Masculine Defaults via Gendered Discourse in Podcasts and Large Language Models
Maria Teleki, Xiangjue Dong, Haoran Liu, James Caverlee
TL;DR
This work investigates masculine defaults in discourse by analyzing podcasts and Large Language Models. It introduces the Gendered Discourse Correlation Framework ($GDCF$) to automatically discover gendered discourse words from spoken content and the Discourse Word-Embedding Association Test ($D-WEAT$) to quantify their bias in LLM embeddings.
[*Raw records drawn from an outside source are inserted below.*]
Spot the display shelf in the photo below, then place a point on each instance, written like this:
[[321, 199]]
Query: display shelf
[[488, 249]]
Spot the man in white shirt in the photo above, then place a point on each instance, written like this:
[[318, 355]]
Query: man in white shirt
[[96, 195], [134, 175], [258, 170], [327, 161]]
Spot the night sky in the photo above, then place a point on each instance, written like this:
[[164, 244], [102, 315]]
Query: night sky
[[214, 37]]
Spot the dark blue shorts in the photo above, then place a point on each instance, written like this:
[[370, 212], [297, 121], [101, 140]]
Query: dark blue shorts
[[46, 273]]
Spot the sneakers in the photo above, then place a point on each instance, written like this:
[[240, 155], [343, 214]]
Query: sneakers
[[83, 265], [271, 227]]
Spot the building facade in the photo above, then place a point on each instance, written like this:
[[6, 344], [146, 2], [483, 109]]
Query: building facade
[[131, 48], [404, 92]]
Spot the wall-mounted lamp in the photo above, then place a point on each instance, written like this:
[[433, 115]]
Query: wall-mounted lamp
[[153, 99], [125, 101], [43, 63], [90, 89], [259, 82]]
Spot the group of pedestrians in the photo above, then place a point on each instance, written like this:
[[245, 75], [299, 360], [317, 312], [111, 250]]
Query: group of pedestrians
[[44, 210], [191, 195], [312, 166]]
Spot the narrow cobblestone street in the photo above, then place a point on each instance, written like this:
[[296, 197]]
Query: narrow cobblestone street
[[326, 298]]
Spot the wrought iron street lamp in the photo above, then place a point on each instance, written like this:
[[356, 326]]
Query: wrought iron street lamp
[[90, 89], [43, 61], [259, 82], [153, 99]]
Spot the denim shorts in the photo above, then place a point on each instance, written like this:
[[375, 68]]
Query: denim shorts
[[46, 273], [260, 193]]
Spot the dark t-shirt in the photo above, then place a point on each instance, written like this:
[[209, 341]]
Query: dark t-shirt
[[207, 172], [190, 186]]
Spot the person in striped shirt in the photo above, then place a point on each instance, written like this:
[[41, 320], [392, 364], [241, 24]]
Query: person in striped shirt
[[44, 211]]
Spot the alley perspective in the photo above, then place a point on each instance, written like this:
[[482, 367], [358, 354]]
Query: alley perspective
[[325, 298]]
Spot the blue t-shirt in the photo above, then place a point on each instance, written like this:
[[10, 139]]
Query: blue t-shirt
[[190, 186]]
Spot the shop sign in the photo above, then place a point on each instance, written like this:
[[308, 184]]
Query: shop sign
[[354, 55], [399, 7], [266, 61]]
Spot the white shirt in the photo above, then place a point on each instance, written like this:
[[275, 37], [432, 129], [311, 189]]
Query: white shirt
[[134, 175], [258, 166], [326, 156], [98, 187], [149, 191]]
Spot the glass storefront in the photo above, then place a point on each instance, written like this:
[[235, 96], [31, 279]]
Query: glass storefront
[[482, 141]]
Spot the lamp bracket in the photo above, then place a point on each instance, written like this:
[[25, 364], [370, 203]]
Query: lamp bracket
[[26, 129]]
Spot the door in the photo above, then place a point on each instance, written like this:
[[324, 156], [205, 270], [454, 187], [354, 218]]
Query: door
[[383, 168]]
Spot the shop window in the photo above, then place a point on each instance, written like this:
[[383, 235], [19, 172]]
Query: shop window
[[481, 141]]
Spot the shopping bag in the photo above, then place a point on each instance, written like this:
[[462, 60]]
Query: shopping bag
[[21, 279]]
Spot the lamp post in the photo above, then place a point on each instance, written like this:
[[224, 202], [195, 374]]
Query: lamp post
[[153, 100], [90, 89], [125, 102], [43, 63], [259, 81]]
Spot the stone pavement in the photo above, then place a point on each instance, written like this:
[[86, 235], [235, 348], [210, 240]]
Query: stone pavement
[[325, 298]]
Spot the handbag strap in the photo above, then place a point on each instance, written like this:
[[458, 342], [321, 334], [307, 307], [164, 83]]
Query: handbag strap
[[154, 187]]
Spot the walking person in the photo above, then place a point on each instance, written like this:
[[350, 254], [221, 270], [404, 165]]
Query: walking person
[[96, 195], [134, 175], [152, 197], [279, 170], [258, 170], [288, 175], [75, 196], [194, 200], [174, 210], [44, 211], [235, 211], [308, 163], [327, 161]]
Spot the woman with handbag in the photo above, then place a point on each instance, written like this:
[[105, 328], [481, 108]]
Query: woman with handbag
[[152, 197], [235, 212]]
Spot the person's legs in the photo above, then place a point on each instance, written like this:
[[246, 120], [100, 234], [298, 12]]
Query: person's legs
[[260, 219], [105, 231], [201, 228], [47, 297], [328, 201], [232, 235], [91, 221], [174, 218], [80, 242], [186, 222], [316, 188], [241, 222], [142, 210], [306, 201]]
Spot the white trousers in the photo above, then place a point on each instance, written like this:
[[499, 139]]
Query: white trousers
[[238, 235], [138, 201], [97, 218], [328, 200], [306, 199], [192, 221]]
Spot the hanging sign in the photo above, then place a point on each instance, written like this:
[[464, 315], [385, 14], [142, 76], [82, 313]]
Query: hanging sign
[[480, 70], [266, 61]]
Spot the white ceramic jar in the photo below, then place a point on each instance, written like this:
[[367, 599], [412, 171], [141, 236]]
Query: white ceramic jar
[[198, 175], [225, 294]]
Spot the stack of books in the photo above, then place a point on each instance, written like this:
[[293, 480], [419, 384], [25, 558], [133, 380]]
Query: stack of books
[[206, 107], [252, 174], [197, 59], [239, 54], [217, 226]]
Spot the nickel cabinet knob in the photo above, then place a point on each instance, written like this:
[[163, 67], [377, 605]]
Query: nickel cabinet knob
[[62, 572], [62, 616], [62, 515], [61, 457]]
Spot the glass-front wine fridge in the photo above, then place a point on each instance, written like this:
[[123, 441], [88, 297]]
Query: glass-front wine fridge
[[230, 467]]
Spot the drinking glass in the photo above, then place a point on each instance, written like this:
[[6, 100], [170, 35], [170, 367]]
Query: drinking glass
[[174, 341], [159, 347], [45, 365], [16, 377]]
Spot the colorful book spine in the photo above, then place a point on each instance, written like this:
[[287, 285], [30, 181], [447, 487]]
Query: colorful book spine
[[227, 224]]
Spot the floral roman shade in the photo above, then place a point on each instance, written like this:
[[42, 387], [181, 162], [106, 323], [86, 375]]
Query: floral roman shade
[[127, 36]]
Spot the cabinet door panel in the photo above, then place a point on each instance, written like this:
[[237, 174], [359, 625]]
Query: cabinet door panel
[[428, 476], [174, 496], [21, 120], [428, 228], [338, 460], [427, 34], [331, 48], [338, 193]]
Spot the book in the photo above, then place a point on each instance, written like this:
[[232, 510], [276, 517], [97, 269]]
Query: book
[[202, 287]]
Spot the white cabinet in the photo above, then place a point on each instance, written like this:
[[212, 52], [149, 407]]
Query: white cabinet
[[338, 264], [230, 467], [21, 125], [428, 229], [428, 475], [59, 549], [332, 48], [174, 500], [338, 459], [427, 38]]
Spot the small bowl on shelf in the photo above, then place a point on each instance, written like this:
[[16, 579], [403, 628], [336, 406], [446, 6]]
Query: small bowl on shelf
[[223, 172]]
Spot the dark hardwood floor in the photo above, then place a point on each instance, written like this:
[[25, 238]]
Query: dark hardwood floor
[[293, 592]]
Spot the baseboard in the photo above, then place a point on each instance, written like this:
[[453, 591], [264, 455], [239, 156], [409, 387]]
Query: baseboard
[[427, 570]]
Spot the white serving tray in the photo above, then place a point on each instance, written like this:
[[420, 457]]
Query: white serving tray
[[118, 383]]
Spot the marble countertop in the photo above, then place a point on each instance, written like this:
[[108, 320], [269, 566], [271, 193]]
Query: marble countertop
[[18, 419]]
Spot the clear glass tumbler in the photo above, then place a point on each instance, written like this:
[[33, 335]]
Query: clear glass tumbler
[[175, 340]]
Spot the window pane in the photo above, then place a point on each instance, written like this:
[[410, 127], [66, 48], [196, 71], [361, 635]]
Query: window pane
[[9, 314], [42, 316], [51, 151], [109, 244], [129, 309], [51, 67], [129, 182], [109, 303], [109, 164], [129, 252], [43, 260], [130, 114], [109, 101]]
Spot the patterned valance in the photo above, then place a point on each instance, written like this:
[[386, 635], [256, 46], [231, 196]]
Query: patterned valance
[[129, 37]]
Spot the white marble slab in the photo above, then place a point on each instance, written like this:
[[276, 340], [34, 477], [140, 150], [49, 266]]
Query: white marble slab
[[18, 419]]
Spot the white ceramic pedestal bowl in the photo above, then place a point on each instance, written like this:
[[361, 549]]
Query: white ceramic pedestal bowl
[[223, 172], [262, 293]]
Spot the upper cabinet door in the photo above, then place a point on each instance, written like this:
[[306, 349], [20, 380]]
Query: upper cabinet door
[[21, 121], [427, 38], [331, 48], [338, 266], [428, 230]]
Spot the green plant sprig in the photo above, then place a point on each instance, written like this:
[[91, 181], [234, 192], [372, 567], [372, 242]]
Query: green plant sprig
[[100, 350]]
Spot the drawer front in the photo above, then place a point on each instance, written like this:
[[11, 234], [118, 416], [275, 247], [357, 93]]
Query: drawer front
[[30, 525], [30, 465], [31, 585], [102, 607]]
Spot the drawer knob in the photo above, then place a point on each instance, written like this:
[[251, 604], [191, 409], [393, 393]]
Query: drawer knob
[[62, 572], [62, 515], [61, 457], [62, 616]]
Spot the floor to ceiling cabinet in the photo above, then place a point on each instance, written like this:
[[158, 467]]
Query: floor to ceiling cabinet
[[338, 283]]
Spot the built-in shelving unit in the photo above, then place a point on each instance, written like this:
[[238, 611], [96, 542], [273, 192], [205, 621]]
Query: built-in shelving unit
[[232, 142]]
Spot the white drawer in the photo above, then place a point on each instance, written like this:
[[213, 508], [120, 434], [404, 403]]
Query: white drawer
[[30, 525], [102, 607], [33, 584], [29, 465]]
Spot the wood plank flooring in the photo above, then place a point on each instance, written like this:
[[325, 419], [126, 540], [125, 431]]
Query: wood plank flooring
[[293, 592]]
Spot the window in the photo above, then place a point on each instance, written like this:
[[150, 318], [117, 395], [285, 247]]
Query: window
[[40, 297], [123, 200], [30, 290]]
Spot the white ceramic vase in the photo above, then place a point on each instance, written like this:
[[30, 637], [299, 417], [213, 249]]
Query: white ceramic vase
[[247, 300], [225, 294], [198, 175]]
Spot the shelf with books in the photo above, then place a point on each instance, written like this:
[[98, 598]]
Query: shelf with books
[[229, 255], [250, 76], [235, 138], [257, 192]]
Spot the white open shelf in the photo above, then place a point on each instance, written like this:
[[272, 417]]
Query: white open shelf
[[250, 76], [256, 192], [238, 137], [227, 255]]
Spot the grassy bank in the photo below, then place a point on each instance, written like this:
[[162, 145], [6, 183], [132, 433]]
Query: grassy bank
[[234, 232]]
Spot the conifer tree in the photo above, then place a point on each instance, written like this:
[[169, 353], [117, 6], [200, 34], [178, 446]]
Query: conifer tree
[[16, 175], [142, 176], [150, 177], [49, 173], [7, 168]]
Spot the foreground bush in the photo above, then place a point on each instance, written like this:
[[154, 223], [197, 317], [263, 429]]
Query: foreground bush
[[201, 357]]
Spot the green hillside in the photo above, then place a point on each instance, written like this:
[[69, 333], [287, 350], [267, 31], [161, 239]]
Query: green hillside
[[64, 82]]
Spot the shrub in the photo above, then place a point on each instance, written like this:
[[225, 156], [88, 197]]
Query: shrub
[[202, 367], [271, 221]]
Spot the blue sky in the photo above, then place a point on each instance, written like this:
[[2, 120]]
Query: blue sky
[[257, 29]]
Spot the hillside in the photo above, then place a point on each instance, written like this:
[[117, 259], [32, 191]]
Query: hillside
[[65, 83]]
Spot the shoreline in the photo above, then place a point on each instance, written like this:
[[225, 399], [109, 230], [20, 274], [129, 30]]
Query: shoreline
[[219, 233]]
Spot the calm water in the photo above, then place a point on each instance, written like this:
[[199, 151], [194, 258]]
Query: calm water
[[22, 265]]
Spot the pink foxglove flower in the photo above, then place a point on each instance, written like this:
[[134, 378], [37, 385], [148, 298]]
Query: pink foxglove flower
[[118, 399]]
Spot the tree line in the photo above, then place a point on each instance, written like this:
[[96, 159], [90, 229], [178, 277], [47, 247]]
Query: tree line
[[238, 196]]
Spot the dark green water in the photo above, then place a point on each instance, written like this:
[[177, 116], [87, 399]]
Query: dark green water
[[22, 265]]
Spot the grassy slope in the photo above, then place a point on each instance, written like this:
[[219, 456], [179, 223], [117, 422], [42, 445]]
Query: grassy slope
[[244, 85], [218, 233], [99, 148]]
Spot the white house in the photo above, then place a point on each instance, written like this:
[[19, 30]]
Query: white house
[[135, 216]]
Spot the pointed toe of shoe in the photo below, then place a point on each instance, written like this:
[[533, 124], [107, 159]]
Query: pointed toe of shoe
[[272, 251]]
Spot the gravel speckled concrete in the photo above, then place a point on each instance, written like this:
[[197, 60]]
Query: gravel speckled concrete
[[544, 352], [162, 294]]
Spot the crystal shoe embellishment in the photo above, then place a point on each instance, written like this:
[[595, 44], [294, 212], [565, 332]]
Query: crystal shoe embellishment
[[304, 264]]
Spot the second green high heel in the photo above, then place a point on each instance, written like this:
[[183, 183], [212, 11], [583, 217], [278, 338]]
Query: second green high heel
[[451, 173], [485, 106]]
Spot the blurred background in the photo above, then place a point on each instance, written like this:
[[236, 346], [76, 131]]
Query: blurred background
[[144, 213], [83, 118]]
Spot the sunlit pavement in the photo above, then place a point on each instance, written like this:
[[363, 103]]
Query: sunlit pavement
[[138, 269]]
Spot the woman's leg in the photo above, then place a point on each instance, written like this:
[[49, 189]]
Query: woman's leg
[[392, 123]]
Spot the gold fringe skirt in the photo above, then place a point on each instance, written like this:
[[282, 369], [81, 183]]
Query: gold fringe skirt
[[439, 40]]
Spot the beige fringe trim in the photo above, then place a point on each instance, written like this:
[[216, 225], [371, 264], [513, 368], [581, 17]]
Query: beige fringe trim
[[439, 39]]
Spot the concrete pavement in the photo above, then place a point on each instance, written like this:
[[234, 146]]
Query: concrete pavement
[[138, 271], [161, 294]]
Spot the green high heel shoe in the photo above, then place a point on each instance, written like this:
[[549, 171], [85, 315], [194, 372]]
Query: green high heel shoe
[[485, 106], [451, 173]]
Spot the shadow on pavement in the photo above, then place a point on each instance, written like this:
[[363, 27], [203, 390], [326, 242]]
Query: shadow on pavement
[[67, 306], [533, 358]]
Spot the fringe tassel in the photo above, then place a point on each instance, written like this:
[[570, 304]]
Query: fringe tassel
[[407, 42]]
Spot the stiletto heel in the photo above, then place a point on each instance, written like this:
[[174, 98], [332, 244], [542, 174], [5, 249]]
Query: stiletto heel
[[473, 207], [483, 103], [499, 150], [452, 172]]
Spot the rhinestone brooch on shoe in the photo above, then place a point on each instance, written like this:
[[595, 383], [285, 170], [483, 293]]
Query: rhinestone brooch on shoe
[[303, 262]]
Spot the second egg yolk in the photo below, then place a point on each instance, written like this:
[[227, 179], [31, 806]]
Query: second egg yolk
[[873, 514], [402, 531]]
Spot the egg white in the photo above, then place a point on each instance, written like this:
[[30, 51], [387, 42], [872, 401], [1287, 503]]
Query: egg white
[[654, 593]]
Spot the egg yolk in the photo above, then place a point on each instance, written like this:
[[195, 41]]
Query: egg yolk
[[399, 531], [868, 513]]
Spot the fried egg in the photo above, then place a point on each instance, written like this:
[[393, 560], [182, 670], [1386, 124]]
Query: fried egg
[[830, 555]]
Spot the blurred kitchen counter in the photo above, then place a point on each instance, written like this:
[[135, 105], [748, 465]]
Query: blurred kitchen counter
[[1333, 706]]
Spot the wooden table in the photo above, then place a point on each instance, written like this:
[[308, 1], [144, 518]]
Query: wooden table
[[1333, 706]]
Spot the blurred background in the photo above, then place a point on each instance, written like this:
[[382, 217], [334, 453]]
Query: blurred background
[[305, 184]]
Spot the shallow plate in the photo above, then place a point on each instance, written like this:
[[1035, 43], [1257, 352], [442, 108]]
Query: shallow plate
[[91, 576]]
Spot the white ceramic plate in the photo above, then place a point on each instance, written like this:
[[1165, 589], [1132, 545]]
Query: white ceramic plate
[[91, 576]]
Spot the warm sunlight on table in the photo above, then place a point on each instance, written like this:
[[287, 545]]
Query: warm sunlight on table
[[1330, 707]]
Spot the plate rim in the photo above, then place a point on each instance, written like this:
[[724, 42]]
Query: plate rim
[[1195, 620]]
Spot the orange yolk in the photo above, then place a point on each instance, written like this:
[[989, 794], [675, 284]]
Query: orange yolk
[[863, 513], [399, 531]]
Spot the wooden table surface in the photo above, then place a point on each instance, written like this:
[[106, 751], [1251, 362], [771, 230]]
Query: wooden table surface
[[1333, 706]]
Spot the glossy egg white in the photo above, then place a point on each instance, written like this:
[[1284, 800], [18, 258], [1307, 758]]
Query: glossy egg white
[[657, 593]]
Using 15,117 Spotify podcast episodes, the study shows masculine discourse words correlate with domains that reward masculine traits (e.g., business and technology/politics) and that LLM embeddings encode these words with greater stability, signaling a representational harm and a masculine default. The authors provide data, code, and methodological tools to audit and potentially mitigate discourse-based gender bias in downstream systems, with implications for policy, ethics, and responsible AI deployment.
Abstract
Masculine defaults are widely recognized as a significant type of gender bias, but they are often unseen as they are under-researched. Masculine defaults involve three key parts: (i) the cultural context, (ii) the masculine characteristics or behaviors, and (iii) the reward for, or simply acceptance of, those masculine characteristics or behaviors. In this work, we study discourse-based masculine defaults, and propose a twofold framework for (i) the large-scale discovery and analysis of gendered discourse words in spoken content via our Gendered Discourse Correlation Framework (GDCF); and (ii) the measurement of the gender bias associated with these gendered discourse words in LLMs via our Discourse Word-Embedding Association Test (D-WEAT). We focus our study on podcasts, a popular and growing form of social media, analyzing 15,117 podcast episodes. We analyze correlations between gender and discourse words -- discovered via LDA and BERTopic -- to automatically form gendered discourse word lists. We then study the prevalence of these gendered discourse words in domain-specific contexts, and find that gendered discourse-based masculine defaults exist in the domains of business, technology/politics, and video games. Next, we study the representation of these gendered discourse words from a state-of-the-art LLM embedding model from OpenAI, and find that the masculine discourse words have a more stable and robust representation than the feminine discourse words, which may result in better system performance on downstream tasks for men. Hence, men are rewarded for their discourse patterns with better system performance by one of the state-of-the-art language models -- and this embedding disparity is a representational harm and a masculine default.